Isabel bajó las escaleras, el peso de la maleta en su mano era ligero comparado con la carga que estaba a punto de soltar.
El sonido de sus pasos sobre el mármol anunció su llegada.
En la sala de estar, las voces se apagaron de golpe.
Los cuatro hermanos y Verónica estaban reunidos, un frente unido contra la traidora.

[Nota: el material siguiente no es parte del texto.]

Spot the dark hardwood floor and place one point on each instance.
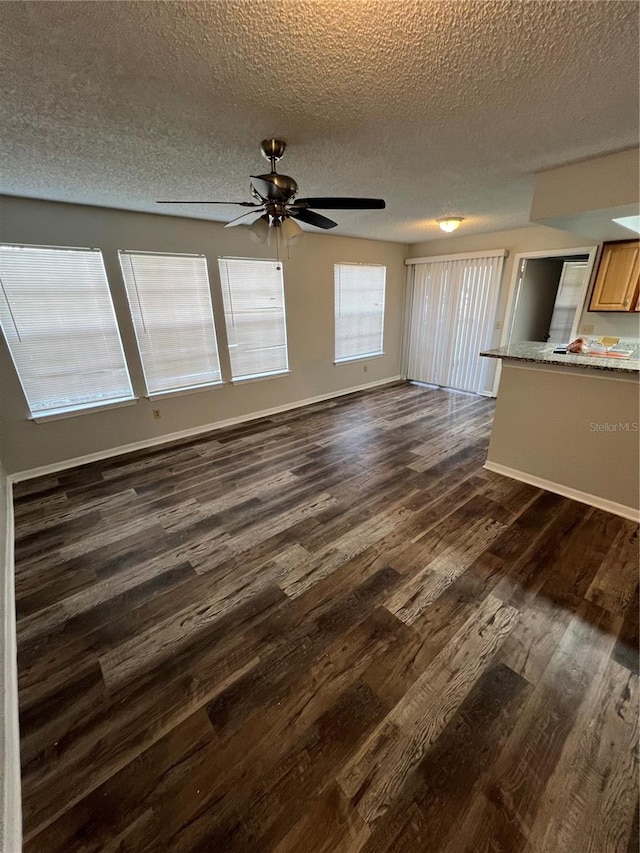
(329, 630)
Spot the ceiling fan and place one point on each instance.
(275, 204)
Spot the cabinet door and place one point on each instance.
(616, 284)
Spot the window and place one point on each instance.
(359, 310)
(170, 303)
(253, 295)
(58, 319)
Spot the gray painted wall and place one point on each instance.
(309, 286)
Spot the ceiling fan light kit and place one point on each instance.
(450, 223)
(275, 205)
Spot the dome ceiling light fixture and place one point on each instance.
(275, 205)
(450, 223)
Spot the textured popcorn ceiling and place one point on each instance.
(438, 107)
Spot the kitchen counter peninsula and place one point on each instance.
(569, 424)
(538, 353)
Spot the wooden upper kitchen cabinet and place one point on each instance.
(616, 287)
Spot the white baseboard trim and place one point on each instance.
(188, 433)
(566, 491)
(11, 805)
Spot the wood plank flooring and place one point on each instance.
(329, 630)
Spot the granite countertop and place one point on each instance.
(540, 353)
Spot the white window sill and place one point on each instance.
(177, 392)
(244, 379)
(365, 357)
(59, 414)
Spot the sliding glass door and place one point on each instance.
(453, 314)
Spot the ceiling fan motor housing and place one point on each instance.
(276, 187)
(273, 149)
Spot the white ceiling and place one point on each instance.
(438, 107)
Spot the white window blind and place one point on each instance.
(253, 293)
(359, 310)
(453, 313)
(58, 319)
(170, 303)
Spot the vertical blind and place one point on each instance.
(359, 310)
(453, 311)
(253, 294)
(58, 320)
(170, 303)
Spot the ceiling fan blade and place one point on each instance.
(245, 218)
(191, 201)
(341, 203)
(313, 219)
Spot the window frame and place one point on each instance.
(360, 356)
(183, 389)
(272, 374)
(59, 412)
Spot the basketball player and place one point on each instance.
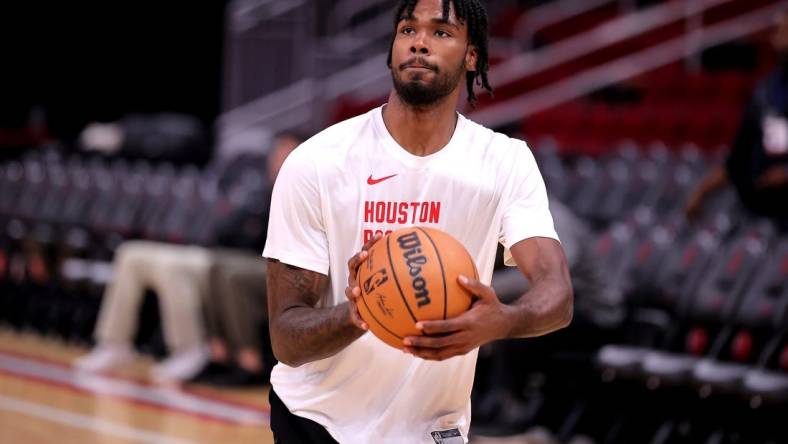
(413, 161)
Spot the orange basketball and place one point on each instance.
(411, 275)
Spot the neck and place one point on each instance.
(421, 131)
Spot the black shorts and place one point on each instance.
(291, 429)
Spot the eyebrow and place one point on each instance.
(441, 21)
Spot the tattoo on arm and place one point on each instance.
(300, 331)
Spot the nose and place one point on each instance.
(420, 45)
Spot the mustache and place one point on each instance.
(418, 61)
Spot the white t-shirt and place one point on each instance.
(335, 191)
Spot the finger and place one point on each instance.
(475, 287)
(355, 315)
(433, 341)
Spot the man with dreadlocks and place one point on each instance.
(413, 161)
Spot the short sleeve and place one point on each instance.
(296, 232)
(526, 211)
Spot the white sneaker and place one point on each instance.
(105, 357)
(182, 365)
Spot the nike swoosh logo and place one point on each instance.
(372, 181)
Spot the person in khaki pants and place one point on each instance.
(179, 275)
(227, 285)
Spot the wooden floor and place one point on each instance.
(42, 400)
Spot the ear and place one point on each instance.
(471, 55)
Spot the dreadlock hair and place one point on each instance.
(474, 15)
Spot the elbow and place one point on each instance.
(284, 354)
(567, 306)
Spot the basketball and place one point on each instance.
(411, 275)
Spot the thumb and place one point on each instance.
(476, 288)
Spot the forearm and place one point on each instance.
(546, 307)
(304, 334)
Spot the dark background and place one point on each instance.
(81, 62)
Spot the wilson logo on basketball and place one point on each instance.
(415, 260)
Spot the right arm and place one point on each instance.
(300, 332)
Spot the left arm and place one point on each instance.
(546, 307)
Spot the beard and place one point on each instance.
(419, 93)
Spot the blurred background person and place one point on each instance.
(757, 164)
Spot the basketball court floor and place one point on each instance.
(43, 400)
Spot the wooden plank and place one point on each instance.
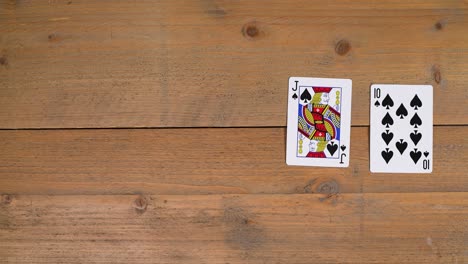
(348, 228)
(218, 63)
(204, 161)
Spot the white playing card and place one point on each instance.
(401, 128)
(319, 122)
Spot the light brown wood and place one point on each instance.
(308, 228)
(205, 161)
(73, 63)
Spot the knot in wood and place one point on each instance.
(250, 30)
(140, 204)
(342, 47)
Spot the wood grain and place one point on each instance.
(77, 63)
(204, 161)
(307, 228)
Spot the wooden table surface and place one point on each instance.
(154, 132)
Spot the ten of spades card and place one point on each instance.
(319, 122)
(401, 128)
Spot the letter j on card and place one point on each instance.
(319, 122)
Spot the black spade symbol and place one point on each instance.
(415, 155)
(401, 146)
(401, 111)
(387, 120)
(415, 121)
(387, 155)
(306, 96)
(332, 147)
(416, 102)
(387, 137)
(415, 137)
(387, 102)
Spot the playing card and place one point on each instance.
(319, 122)
(401, 128)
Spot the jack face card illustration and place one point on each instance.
(401, 128)
(319, 122)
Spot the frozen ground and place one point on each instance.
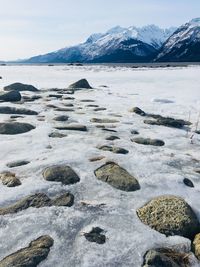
(160, 170)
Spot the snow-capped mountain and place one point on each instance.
(183, 45)
(119, 44)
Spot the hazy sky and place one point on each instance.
(32, 27)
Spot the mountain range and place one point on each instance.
(146, 44)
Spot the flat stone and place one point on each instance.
(117, 177)
(38, 200)
(170, 215)
(17, 163)
(95, 235)
(81, 84)
(61, 173)
(9, 179)
(148, 141)
(116, 150)
(61, 118)
(12, 96)
(30, 256)
(73, 127)
(12, 128)
(20, 87)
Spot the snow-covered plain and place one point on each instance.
(160, 170)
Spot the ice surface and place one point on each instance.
(159, 170)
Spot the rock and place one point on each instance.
(81, 84)
(38, 200)
(112, 138)
(134, 132)
(138, 111)
(12, 128)
(73, 127)
(17, 163)
(99, 109)
(169, 122)
(57, 135)
(114, 149)
(196, 246)
(9, 179)
(61, 173)
(12, 96)
(117, 177)
(164, 257)
(95, 235)
(148, 141)
(30, 256)
(66, 199)
(20, 87)
(61, 118)
(170, 215)
(96, 120)
(188, 182)
(96, 158)
(13, 110)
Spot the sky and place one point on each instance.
(33, 27)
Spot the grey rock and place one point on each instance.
(61, 173)
(30, 256)
(148, 141)
(117, 177)
(20, 87)
(12, 96)
(114, 149)
(17, 163)
(81, 84)
(11, 128)
(170, 215)
(13, 110)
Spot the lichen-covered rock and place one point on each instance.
(117, 177)
(114, 149)
(20, 87)
(164, 257)
(61, 173)
(12, 96)
(38, 200)
(95, 235)
(30, 256)
(13, 110)
(170, 215)
(196, 246)
(148, 141)
(12, 128)
(9, 179)
(72, 127)
(81, 84)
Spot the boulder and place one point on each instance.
(38, 200)
(148, 141)
(20, 87)
(12, 96)
(117, 177)
(9, 179)
(196, 246)
(13, 110)
(170, 215)
(164, 257)
(30, 256)
(61, 173)
(81, 84)
(95, 235)
(12, 128)
(114, 149)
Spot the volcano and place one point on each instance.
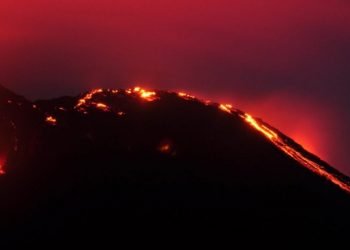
(112, 157)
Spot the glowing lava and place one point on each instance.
(51, 120)
(144, 94)
(281, 144)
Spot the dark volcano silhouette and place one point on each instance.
(118, 158)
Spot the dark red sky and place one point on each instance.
(286, 61)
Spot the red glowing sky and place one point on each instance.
(286, 61)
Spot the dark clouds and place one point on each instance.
(287, 61)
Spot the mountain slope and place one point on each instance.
(116, 156)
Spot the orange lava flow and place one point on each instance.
(311, 165)
(274, 137)
(51, 120)
(144, 94)
(102, 106)
(2, 171)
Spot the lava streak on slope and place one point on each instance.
(95, 100)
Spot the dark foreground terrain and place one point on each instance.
(113, 160)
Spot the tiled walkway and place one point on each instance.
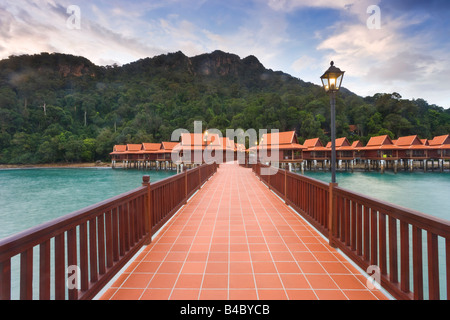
(237, 240)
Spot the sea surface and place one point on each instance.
(426, 192)
(29, 197)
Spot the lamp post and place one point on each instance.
(331, 81)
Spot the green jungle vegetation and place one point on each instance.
(62, 108)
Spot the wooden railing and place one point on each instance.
(74, 256)
(409, 250)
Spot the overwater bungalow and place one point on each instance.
(148, 151)
(285, 144)
(344, 150)
(205, 148)
(315, 150)
(440, 148)
(118, 154)
(165, 152)
(380, 148)
(412, 148)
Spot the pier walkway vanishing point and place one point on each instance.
(235, 239)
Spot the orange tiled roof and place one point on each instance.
(341, 142)
(168, 145)
(408, 141)
(357, 144)
(119, 149)
(379, 141)
(134, 147)
(283, 138)
(311, 143)
(151, 146)
(286, 141)
(440, 140)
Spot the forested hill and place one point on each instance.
(62, 108)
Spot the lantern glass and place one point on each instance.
(332, 79)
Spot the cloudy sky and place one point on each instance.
(383, 45)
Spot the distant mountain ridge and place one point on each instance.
(63, 108)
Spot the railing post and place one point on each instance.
(285, 186)
(185, 186)
(149, 213)
(332, 215)
(199, 177)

La tensión del coche había sido reemplazada por una atmósfera de consejo de guerra.
Diego sostenía un vaso de whisky, Ricardo miraba su teléfono con el ceño fruncido, planeando sin duda el control de daños.
Verónica, ya sin lágrimas, estaba sentada en el sofá de brocado, con una expresión de frágil preocupación.
Todos levantaron la vista cuando Isabel entró.
La maleta fue lo primero que vieron.
Ricardo frunció el ceño, su desdén era palpable. Dejó el teléfono y se puso de pie, asumiendo su papel de jefe de familia.
—¿A dónde crees que vas con eso? —Su voz era fría, autoritaria—. Tu castigo no ha terminado.
Isabel no le respondió.
Ignoró su pregunta, su autoridad, su misma presencia.
Caminó con paso firme hacia la mesa de centro de caoba maciza, una pieza antigua que había sido el orgullo de su abuelo.
Dejó la maleta en el suelo, a su lado.
Luego, colocó el pequeño joyero de madera sobre la superficie pulida de la mesa. El sonido de la madera contra la madera fue extrañamente sonoro en el silencio tenso.
Levantó la tapa.
Los ojos de todos estaban fijos en sus manos.
Con la punta de los dedos, sacó una pequeña bolsa de terciopelo negro.
La abrió y volcó su contenido sobre la mesa.